High pH-Adapted Strains of Escherichia coli K-12 obtained by Experimental Evolution

Escherichia coli are dynamic bacteria that possess the ability to grow and survive across a wide range of external pH conditions. E. coli can grow reasonably well up to ~pH 9.0 and can survive (but not grow) up to ~pH 9.8. We conducted a high pH laboratory evolution experiment in which we grew E. coli at the upper limits of alkali growth in buffered LB media supplemented with potassium. The pH of the culture media began at pH 9.0, but after 464 generations the pH was increased to pH 9.2, then to pH 9.25 after 1,187 generations, and finally to pH 9.3 after 1,901 generations. After 2,187 generations, the experiment was terminated, and eight strains from four populations were purified and sequenced.
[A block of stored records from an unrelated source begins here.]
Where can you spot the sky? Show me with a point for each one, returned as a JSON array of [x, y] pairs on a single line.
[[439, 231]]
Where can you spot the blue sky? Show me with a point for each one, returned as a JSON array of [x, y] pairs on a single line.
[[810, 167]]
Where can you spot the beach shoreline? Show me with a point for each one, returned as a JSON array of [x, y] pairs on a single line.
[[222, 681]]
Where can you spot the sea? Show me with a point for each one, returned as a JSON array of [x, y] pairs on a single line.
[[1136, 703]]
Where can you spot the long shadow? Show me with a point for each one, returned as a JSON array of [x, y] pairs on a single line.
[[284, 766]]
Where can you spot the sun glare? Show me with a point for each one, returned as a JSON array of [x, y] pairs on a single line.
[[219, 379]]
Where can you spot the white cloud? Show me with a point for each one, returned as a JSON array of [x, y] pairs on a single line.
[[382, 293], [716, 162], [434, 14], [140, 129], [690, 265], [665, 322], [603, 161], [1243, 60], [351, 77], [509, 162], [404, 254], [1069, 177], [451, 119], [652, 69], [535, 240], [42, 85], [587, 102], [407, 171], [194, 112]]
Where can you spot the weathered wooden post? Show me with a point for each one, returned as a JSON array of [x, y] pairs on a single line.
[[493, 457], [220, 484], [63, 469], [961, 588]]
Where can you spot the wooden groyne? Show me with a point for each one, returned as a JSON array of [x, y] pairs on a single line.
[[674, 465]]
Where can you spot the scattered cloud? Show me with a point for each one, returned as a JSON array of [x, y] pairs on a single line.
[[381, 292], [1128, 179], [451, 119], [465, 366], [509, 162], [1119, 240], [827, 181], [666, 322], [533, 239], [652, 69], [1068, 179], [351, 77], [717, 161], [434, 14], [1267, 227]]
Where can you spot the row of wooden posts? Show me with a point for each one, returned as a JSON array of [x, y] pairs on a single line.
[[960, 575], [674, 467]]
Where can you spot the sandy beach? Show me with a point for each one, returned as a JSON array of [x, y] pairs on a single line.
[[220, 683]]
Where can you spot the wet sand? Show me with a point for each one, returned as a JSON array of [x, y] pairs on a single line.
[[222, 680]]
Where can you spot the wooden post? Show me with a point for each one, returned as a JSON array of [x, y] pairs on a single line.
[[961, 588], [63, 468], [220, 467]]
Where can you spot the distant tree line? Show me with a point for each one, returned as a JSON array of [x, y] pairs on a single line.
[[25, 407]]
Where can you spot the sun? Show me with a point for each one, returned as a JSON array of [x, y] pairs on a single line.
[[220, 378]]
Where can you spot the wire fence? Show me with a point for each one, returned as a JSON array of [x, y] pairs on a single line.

All populations demonstrated an increase in the endpoint optical density after 22 hours of growth in comparison to the ancestral strain, yet only four out of the eight evolved strains exhibited an increase in growth rate. In order to better understand the increase in fitness on a genetic basis, mutations in the eight evolved strains were predicted using a computational pipeline. We hypothesize that mutations to sigma factor rpoS may be in part responsible for adaptation given that similar mutations occurred independently across multiple populations, among other unique identified mutations and genetic events in each of the high pH-adapted strains compared to the ancestral wild type strain.